In a fireside chat at TechSparks Bengaluru, Amit Chatterjee, the Lead Strategic Initiatives at Intel India, shared invaluable insights into how hardware innovation is becoming the cornerstone for startup success in India’s bustling tech ecosystem.
The discussion shed light on the interplay between hardware and software, Intel’s journey with startups, the importance of methodical precision for hardware companies, and what has defined Chatterjee’s rich two-decade career in the tech industry.
Interplay between hardware and software
Chatterjee kicked off the discussion by emphasising the intrinsic connection between hardware and software. He highlighted that the two should not be viewed in isolation but must function harmoniously. He stressed the criticality of taking a systems-level approach, spotlighting that, unlike software, hardware does not easily permit the release of patches to fix errors. This underscores the significance of getting hardware right from the outset, making it a core component of successful startups.
Intel’s Journey with Startups
Chatterjee shared Intel’s journey of collaborating with startups, noting that they’ve been working with the developer landscape for several years. In the past seven years, Intel adopted a structured approach. Initially, they used a cohort-based model where startups underwent a six-month program, followed by a pilot or a proof of concept. However, the question that arose was – what value were they adding to these startups?

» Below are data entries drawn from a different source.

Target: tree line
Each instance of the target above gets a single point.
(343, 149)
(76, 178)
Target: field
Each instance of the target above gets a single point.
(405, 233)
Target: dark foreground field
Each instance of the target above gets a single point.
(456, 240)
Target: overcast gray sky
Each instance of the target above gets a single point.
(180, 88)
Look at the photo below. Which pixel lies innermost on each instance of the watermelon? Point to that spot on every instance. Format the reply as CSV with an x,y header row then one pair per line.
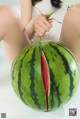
x,y
45,75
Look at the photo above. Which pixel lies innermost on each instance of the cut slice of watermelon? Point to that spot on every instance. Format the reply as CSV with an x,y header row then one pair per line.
x,y
45,76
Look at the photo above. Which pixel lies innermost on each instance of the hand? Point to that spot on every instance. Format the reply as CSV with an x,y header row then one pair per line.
x,y
42,25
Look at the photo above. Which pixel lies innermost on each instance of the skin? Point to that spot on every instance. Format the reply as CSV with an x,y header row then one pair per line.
x,y
70,33
38,24
14,34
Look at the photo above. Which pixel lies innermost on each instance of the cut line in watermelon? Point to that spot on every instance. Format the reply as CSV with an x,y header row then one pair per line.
x,y
45,76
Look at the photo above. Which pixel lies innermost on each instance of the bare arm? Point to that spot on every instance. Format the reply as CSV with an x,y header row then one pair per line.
x,y
37,24
2,24
26,11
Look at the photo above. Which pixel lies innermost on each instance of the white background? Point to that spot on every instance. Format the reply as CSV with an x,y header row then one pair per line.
x,y
9,103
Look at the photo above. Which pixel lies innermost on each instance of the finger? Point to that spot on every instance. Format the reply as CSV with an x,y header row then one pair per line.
x,y
46,22
46,29
39,28
39,33
50,20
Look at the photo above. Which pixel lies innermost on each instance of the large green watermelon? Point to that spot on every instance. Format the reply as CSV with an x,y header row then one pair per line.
x,y
45,75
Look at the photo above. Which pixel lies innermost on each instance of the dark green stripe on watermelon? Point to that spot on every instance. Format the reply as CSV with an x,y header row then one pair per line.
x,y
19,76
32,72
67,68
14,63
53,86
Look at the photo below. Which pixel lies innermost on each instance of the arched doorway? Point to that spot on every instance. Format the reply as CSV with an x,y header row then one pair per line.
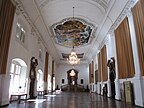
x,y
18,81
72,76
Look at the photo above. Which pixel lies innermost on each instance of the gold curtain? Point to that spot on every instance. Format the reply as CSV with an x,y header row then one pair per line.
x,y
7,11
52,70
124,50
99,67
90,73
46,67
138,16
104,64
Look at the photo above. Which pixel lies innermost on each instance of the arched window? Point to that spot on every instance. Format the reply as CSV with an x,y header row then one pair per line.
x,y
20,33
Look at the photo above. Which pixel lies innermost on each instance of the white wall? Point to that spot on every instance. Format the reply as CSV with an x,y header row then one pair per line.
x,y
61,73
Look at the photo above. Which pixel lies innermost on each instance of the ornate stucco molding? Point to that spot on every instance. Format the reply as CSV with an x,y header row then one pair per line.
x,y
123,14
103,3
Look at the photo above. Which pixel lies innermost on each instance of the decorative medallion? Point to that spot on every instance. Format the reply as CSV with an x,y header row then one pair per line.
x,y
72,32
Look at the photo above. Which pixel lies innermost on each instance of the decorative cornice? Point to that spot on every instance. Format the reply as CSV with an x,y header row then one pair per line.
x,y
20,10
123,14
102,3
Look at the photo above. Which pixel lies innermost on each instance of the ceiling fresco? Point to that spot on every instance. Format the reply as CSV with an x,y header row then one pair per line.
x,y
72,32
65,56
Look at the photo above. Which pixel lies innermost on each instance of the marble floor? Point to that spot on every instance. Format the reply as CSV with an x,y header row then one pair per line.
x,y
71,100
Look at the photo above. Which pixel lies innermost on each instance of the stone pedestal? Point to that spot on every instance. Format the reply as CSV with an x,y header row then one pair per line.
x,y
139,93
109,88
117,88
4,89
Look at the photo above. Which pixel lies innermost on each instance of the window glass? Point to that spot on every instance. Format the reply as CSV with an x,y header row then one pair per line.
x,y
20,33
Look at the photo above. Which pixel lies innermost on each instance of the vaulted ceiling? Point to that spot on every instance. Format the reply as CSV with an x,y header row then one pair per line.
x,y
59,31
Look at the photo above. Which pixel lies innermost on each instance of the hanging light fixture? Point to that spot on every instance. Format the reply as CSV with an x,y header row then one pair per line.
x,y
72,73
73,58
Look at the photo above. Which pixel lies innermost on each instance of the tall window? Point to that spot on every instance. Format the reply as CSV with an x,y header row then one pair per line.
x,y
15,72
40,54
20,33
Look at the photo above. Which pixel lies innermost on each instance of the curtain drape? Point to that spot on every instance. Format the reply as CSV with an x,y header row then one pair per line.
x,y
99,67
46,67
7,11
104,63
138,17
124,51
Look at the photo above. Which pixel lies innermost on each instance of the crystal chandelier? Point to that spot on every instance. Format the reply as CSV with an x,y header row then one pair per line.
x,y
73,59
72,73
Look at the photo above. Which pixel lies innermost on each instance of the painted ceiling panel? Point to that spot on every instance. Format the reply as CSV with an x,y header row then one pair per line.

Intel, known for being an ingredient organisation rather than selling products directly, realised that its strength lay in the insights and engagement it provided. To rectify the disconnection with earlier cohorts, Intel transitioned towards a more engagement-based approach. This new approach allowed the company to work more closely with startups, particularly those focused on core IP and technology. Intel’s extensive pool of tech leaders, including principal and senior principal engineers, began mentoring these startups, assisting them in refining their product-market fit.
The subsequent stage involved scaling and taking products abroad, which is where collaborations and alliances with enterprises, startups, VCs, and banks came into play. The Plugin Alliance, established by Intel, was instrumental in fostering communication and collaboration between mature startups and enterprises, ensuring the alignment of technology needs.
He also emphasised the need for methodical precision in hardware companies. Hardware startups must get it right from the beginning, as making significant changes later on can be problematic. This is particularly crucial in scenarios where deployments occur in remote or unreliable network environments. Hardware systems must be designed with factors like deployment location, support structures, and SLAs (service-level agreements) in mind, right from day one.
A Techno-Commercial Career
In a reflective moment, Chatterjee shared what has defined his career over the last two decades. He described himself as a techno-commercial individual who thrives on challenges. He loves creating and addressing new markets and enjoys the intersection of technology and business development. His engineering background has nurtured his fascination with understanding how things work. Moreover, he has a deep-seated love for inquisitiveness, always seeking to uncover the ‘why’ behind things.
Finally, Chatterjee highlighted his passion for engaging with people, indicating that these attributes have guided his successful career path, underlining the significance of self-discovery in one’s professional journey.